2023-12-08 17:28:01 | 日記

             

            (中央の高い煙突の右手が、溶解炉「キューポラ」)

 入院中に知ったことと言いますか、納得したことの一つに病院内で働く皆さんの役割分担があります。当然と言えば当然ですが、それは職場内のランク的意味もあり、働く人の表情にも仕事内容は反映されます。

 病院で一番上が医師、次が看護婦(師)、そして介護士、その下に掃除などを担当する雑役係りがいます。

 入院して数日後、あることに気付きました。

 毎日朝と夕に部屋の掃除に来る70代後半風の男性が、ただ下を向いて黙々とモップをかけるだけで、入院患者らと言葉を交わすことがないということです。与えられた仕事を、淡々とこなしているだけでした。私にはそう見えました。入院患者も掃除担当者も互いに意識の外-といった感じなのです。掃除係りの時給は恐らく、この地区の最低賃金ゾーンでしょう。ですから、時給1,000円あるかないかと思われました。

 筆者は2人相部屋に入院していたのですが、たまたま隣のベッドは空いていたので、部屋を一人で使っていました。その掃除夫はいつも、小生を軽く一瞥するだけで、表情一つ変えず床にモップをかけ、ゴミ入れを部屋の外に出すことを繰り返していました。

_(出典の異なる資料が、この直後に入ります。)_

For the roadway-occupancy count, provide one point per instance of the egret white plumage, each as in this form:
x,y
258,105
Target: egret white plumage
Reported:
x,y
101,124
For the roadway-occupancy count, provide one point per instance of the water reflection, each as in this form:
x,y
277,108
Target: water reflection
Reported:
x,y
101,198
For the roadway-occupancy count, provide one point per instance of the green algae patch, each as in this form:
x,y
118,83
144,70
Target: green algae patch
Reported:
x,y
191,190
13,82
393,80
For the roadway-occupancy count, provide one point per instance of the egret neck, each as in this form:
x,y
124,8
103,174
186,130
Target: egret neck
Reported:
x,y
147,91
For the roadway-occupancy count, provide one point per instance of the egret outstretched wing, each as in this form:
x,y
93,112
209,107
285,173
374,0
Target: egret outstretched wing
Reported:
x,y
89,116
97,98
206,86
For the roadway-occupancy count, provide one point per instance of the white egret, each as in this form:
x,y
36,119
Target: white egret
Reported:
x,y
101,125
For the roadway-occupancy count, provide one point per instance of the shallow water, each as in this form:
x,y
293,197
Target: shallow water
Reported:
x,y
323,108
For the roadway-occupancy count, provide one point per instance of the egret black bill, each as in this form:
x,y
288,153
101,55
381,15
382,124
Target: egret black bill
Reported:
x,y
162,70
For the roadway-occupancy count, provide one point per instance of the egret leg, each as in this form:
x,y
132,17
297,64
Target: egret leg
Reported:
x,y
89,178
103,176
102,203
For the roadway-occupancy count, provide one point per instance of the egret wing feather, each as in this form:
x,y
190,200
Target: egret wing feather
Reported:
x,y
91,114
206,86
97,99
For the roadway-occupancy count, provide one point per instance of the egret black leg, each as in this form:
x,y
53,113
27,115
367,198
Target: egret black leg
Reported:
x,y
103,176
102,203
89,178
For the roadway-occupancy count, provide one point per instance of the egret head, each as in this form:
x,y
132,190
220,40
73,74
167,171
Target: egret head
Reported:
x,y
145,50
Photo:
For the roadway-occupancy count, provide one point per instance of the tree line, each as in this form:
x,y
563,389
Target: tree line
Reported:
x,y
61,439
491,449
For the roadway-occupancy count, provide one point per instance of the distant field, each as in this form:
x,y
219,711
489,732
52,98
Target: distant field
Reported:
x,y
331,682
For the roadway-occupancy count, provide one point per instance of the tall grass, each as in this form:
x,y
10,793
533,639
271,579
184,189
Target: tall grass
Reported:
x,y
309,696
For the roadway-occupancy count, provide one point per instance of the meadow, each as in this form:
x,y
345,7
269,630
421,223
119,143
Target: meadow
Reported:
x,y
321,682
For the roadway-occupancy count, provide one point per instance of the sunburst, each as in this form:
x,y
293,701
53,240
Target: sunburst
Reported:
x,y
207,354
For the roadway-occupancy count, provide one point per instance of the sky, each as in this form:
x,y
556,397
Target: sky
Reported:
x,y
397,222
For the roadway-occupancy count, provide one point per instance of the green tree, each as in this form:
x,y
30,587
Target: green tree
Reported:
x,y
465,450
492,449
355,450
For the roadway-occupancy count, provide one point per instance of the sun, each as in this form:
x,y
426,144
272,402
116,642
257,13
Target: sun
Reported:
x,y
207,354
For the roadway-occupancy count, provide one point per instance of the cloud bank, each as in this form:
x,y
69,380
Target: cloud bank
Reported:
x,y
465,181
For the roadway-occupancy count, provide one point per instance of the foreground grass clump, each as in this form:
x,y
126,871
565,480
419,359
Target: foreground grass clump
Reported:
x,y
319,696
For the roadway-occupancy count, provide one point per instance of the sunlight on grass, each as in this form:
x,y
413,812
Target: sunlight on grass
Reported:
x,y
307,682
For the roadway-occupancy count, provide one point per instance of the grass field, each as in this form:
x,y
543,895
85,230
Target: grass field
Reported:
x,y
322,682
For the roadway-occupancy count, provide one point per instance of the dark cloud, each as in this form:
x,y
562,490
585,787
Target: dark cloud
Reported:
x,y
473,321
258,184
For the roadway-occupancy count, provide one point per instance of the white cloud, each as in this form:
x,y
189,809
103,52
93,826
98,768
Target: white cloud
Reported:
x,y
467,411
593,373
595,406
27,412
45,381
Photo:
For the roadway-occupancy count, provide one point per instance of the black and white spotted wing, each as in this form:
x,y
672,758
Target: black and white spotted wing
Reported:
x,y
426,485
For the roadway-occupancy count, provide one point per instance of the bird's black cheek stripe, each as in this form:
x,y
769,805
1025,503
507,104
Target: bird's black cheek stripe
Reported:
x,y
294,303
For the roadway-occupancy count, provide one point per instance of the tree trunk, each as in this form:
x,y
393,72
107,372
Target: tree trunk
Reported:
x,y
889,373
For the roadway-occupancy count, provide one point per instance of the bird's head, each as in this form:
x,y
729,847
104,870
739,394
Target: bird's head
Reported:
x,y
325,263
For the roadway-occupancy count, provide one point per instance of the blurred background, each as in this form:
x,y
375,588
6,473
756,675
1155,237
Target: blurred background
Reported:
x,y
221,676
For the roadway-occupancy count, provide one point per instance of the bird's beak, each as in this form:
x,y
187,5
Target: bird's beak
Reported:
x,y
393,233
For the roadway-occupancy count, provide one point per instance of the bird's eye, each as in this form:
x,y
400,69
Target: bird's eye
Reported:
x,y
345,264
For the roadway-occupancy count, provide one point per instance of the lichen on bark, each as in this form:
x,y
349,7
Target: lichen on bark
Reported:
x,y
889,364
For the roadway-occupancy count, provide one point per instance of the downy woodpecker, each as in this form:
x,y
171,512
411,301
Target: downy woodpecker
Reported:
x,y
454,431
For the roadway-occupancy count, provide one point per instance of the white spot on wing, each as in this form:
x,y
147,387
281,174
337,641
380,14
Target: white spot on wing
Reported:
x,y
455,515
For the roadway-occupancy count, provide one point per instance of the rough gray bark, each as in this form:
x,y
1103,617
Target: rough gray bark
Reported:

筆者は、いつも「どうもです」「ご苦労様です」と、聞こえるか聞こえないかの小さな声で、お礼を伝えていました。

 そんなある日、ベッド横の小テーブルに置いていた読みかけの本『キューポラのある街』(早船ちよ著)を、その男性が目にしたようで、いきなりこう話し掛けてきたのです。本は、休憩室の図書コーナ-にあったものです。

「見ましたか、この映画?」

 思わぬ問いかけに、あいまいな返事をしたら、

「…こういう本があること自体、ここに入院している人の年代層が分かるというものですね。図書コーナーの本は多くが寄贈品なんですよ。…私も、この映画、何度か見ました。この映画の監督は当初、主演が吉永小百合ではミスマッチ、というようなことを言ったらしいが、結果として、彼女の代表作になりました。…人生、不思議ですよね。わかんないですよね」

 -いろいろ思うところがあったのだろう、彼は一方的に話し、そして部屋から出て行こうとしました。掃除のノルマがあり、一部屋にかける時間が限られているのです。ふと、言い忘れたかのように彼は振り返って、「キューポラならこの町にもありますよ。知っていますか? 保存されていて、この病院から15分ほどかな、車で…」と言って、消えました。

 ■冒頭の添付写真は、筆者が退院後、教えられた場所に行って撮ったものです。